3. The switch of claim 2, wherein the lid is soldered to the conductive thickfilm.

4. The switch of claim 2, wherein the lid is attached to the conductive thickfilm via a conductive adhesive.

5. The switch of claim 2, wherein the thickfilm dielectric is continuous about the perimeter of the lid.

6. The switch of claim 1, wherein a top surface of the thickfilm dielectric is polished.

7. The switch of claim 1, wherein the lid is conductive.

8. The switch of claim 1, wherein the lid is metallic.

9. A switch, comprising:

a) first and second mated substrates defining therebetween at least portions of a number of cavities;

b) a switching fluid, held within one or more of the cavities, that is movable between at least first and second switch states in response to forces that are applied to the switching fluid;

c) a plurality of signal conductors formed on the first substrate, extending from the one or more cavities holding the switching fluid;

d) a lid, attached to the first substrate and covering at least a portion of the second substrate; the lid having a perimeter that intersects at least some of the signal conductors; and

e) a thickfilm dielectric printed on the substrate below the perimeter of the lid; wherein the lid is mounted on the thickfilm dielectric.

10. The switch of claim 9, wherein:

a) the second substrate is a channel plate; and

b) the one or more cavities holding the switching fluid are at least partly defined by a bent switching fluid channel in the channel plate.

11. The switch of claim 10, wherein:

a) one of the signal conductors presents within the cavity defined by the bent switching fluid channel, at the bend; and

b) different ones of the signal conductors present within the cavity defined by the bent switching fluid channel, on either side of the bend.

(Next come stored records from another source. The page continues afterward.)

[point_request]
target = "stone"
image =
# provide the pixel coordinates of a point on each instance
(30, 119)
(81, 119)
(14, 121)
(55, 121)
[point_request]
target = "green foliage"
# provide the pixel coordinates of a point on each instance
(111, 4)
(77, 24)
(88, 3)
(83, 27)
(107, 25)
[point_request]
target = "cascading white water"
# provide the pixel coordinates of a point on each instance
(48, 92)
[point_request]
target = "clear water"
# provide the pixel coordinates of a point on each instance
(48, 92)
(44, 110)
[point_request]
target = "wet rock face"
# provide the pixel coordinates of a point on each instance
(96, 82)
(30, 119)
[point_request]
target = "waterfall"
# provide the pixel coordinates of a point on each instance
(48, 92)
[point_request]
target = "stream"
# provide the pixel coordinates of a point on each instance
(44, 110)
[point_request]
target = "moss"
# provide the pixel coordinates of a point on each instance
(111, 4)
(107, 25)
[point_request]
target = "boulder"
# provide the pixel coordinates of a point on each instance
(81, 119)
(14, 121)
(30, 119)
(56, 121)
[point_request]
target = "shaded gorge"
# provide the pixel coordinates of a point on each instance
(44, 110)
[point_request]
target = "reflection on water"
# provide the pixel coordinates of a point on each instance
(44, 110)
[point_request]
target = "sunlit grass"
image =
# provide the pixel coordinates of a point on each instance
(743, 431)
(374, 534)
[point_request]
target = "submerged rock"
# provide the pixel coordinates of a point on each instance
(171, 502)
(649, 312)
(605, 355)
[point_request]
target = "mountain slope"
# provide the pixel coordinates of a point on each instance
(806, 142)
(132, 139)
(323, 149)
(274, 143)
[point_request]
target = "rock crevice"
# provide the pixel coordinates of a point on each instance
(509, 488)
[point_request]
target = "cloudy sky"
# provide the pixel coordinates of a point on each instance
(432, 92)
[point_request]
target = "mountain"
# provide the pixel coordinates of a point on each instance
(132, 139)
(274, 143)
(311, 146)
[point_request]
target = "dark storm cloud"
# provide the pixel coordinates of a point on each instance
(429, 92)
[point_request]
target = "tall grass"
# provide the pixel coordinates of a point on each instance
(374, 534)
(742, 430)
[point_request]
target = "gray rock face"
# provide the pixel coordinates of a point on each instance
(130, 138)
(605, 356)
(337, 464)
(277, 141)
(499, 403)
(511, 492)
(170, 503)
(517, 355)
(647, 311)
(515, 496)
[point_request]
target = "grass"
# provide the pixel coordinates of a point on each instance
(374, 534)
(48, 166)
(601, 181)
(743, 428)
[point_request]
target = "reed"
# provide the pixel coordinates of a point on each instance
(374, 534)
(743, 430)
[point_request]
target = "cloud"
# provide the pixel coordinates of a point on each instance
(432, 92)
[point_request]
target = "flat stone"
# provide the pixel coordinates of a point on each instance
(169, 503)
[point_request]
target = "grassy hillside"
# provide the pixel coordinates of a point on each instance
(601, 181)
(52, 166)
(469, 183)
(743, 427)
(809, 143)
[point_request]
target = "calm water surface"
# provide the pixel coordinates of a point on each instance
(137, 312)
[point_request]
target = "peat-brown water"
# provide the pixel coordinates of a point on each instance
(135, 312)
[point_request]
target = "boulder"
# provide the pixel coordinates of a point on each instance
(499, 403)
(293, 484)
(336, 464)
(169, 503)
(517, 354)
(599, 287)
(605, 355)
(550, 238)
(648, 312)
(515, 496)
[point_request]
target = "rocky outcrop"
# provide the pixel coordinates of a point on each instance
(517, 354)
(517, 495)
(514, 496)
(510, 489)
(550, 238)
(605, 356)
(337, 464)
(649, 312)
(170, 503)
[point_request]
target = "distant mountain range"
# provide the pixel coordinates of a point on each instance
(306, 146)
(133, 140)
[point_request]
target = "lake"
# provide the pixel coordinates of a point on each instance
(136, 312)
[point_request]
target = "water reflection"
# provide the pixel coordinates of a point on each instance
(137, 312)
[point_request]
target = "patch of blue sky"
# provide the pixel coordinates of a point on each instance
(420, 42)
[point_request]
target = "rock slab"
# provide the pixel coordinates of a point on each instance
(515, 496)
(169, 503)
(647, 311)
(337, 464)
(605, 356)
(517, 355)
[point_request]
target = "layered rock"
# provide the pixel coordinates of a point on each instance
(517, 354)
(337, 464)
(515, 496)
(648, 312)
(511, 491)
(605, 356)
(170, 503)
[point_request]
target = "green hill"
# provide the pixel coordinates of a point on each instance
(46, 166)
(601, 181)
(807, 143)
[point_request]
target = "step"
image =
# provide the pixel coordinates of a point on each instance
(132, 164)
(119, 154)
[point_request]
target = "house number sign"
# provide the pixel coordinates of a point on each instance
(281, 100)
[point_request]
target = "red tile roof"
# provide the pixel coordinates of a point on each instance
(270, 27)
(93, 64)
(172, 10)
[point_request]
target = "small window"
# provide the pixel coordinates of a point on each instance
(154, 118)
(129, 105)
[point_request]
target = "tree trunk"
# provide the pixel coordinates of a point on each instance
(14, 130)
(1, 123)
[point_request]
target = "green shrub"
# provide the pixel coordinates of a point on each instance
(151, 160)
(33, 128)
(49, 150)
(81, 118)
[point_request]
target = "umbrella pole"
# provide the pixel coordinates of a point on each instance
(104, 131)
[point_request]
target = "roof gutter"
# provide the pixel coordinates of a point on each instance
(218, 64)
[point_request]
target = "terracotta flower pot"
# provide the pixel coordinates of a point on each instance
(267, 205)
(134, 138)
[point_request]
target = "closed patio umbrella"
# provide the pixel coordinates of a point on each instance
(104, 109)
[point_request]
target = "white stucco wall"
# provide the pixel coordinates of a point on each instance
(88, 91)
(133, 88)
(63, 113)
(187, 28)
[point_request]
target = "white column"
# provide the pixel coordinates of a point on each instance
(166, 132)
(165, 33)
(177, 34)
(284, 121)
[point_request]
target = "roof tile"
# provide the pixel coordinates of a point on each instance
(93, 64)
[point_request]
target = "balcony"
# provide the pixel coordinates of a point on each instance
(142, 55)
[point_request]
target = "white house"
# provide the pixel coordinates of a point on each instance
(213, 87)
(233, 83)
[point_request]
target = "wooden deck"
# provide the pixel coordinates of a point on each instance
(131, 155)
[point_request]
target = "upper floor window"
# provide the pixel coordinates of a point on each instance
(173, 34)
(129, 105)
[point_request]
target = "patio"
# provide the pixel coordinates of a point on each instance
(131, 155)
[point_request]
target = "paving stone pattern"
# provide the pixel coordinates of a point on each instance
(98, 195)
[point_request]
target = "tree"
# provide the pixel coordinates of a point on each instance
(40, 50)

12. The switch of claim 9, further comprising a conductive thickfilm printed on a top surface of the thickfilm dielectric, wherein the lid is electrically coupled to the conductive thickfilm.

13. The switch of claim 12, wherein the lid is soldered to the conductive thickfilm.

14. The switch of claim 12, wherein the lid is attached to the conductive thickfilm via a conductive adhesive.

15. The switch of claim 12, wherein the thickfilm dielectric is continuous about the perimeter of the lid.

16. The switch of claim 9, wherein a top surface of the thickfilm dielectric is polished.

17. The switch of claim 9, wherein the lid is conductive.

18. The switch of claim 9, wherein the lid is metallic.

19. A switch, comprising:

a) a switching element;

b) a substrate having a plurality of signal conductors formed thereon, at least some of which are in contact with said switching element;

c) a lid, covering the switching element and having a perimeter that intersects at least some of the signal conductors; and

d) a thickfilm dielectric printed on the substrate below the perimeter of the lid; wherein the lid is mounted on and heremetically sealed to the substrate via the thickfilm dielectric.

20. The switch of claim 19, further comprising a conductive adhesive between said lid and said thickfilm dielectric.